How Wall Street Ate the Economy

This is the Cover story at Business Week this July end – one year after Bear Sterns shot itself and the US Economy in the foot, being the first of many Hedge Funds and Investment banks, to gag on its own Derivative Mortgage Greed. Now I don’t want to say that I told you so in Greedy Guts US terms – but Business Week describes in even more detail how greed, leverage, greed, Complex Ponzy derivatives, greed, compliant financial instrument ratings firms (don’t think, rather indict, Moodys, S&P, Fitch, etc.), greed, Fed Moral Hazard money, and even more greed have left Business Week saying:
“One thing is for sure: The new normal won’t be a fun as the recent past. Banks will be smaller and fewer. Capital will be harder to get for some consumers and companies. And more of that capital will be parcelled out by lightly regulated hedge funds and private equity firms, for better or worse, as the balance of power on Wall Street shifts

Yikes! – out of the fire and into the dark, shadow world of hedge funds and private quity financing. This is like giving US investment power to the Dark Lords of Mordor. Even the Economist has had second thoughts on the Shadow world of Hedge Funds and Private Equity. But in the waning days of a Federal Administration that is working triple overtime to permanently secure “trickle down” tax braks for the wealthiest Americans most of which are not investing in the US or the new Energy Smart economy but are working triple overtime to procure more “sure thing pounds of financing flesh” (see recent buy out of Trans Alberta Utilitiesfor the latest example) – don’t expect any enlightened control or regulation from Washington.

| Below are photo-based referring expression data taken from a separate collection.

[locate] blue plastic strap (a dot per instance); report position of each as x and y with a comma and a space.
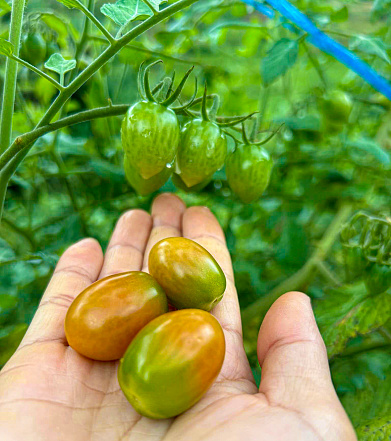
327, 44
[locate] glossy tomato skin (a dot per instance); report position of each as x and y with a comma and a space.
105, 317
143, 186
172, 362
177, 181
248, 171
202, 151
188, 273
150, 136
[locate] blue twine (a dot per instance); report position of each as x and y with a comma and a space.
325, 43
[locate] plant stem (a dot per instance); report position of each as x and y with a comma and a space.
253, 314
11, 71
16, 152
97, 23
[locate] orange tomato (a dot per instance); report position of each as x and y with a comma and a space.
105, 317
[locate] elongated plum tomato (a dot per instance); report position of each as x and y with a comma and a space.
104, 318
188, 273
145, 186
248, 171
150, 136
172, 362
202, 151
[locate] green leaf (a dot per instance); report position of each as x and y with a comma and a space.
279, 59
340, 15
71, 4
155, 3
10, 337
371, 46
380, 8
4, 6
124, 11
348, 317
6, 48
377, 429
58, 64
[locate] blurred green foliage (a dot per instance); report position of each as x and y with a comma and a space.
72, 182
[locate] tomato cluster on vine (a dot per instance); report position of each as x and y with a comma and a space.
157, 148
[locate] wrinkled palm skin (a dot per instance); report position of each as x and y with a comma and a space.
172, 362
178, 182
248, 171
150, 137
188, 274
106, 316
202, 151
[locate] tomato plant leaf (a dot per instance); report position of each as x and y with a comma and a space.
370, 46
57, 63
279, 59
4, 7
156, 3
71, 4
377, 429
6, 48
124, 11
350, 317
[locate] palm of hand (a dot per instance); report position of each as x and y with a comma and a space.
50, 392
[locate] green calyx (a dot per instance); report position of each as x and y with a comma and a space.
163, 93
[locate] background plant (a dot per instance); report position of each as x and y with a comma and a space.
71, 183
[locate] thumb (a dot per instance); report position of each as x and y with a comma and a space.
295, 370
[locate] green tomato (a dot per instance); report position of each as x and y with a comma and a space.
172, 362
150, 136
33, 49
177, 181
337, 107
202, 151
143, 186
378, 278
187, 272
355, 261
248, 170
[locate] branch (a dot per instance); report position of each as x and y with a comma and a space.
24, 141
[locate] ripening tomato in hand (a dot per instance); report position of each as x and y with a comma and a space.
188, 273
145, 186
104, 318
172, 362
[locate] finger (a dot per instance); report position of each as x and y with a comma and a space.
126, 248
200, 225
167, 211
293, 357
77, 268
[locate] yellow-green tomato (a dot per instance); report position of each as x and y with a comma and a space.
172, 362
188, 273
105, 317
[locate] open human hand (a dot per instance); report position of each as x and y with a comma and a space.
50, 392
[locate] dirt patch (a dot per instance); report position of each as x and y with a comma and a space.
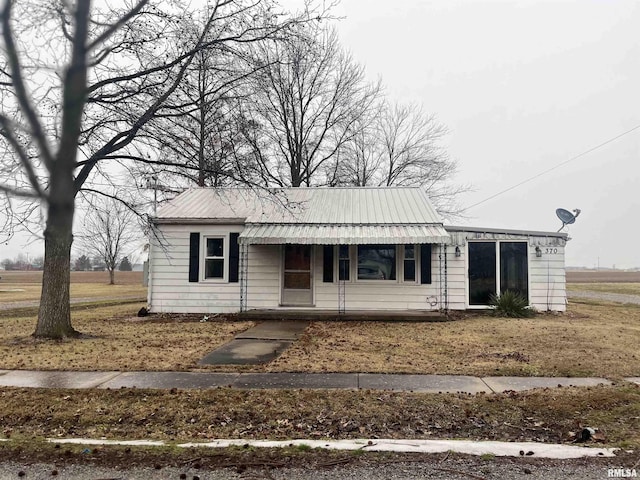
546, 415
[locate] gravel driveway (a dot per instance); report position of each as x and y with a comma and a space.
432, 468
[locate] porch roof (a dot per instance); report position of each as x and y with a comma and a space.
317, 234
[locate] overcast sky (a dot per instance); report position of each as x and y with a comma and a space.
523, 86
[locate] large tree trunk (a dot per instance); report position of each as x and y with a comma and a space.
54, 316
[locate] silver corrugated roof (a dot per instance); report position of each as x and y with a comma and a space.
344, 206
277, 234
314, 215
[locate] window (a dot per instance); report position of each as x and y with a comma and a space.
214, 258
409, 263
344, 264
494, 268
376, 262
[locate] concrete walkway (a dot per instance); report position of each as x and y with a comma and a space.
351, 381
259, 344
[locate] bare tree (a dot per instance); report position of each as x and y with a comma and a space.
309, 95
77, 86
108, 231
401, 145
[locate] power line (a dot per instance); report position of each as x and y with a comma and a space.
592, 149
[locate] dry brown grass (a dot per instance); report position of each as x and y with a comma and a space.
602, 276
625, 288
127, 278
592, 338
600, 340
541, 415
115, 339
589, 340
25, 286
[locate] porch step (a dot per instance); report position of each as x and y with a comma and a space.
355, 315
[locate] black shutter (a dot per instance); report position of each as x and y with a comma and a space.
425, 263
234, 257
327, 264
194, 257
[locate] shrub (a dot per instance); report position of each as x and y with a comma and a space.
512, 305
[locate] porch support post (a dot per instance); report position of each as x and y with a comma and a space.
244, 274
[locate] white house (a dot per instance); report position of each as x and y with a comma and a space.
339, 250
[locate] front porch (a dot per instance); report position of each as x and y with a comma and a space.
312, 314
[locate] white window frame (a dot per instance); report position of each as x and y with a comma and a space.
416, 263
224, 258
497, 243
353, 266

No its Free Rein at least for 7-8 months as the Still-President lets the most discrete highest bidders settle their Wall Street Wrangle for Power. And so the Sharks of Wall Street Hedge Funders and Private Equity firms are working triple overtime to secure their positions as scott free on the Mortgage Meltdown and the new primetime Lenders of Last Resorts – “the Banks are down a $Trillion or so, so see what We can do for you out of the ‘prying eyes’ of financial regulator”. Give me Venture Capital out on the West Coast over these band of thieves any day.
So until the Still-President is replaced, there is scant hope that the US Capital machinery will right itself out of the “business” of gutting low debt equity ratio firms repackaged as “financial vehicles” and into the truly risky business of transitioning the US economy into a smaller ecological footprint(The US cannot continue to consume 1/4 of the world’s resources given it has only 1/20th of the population) and energy savvy(the World cannot continue on its environmental disaster course). But even with a McCain or Obama presidency – there is no guarantee that the US will not punt its Financial Rainmaking Power into more capable hands. All the results of replacing “Fiduciary Trust” with “Unbridled Greed is the new Might makes Right”.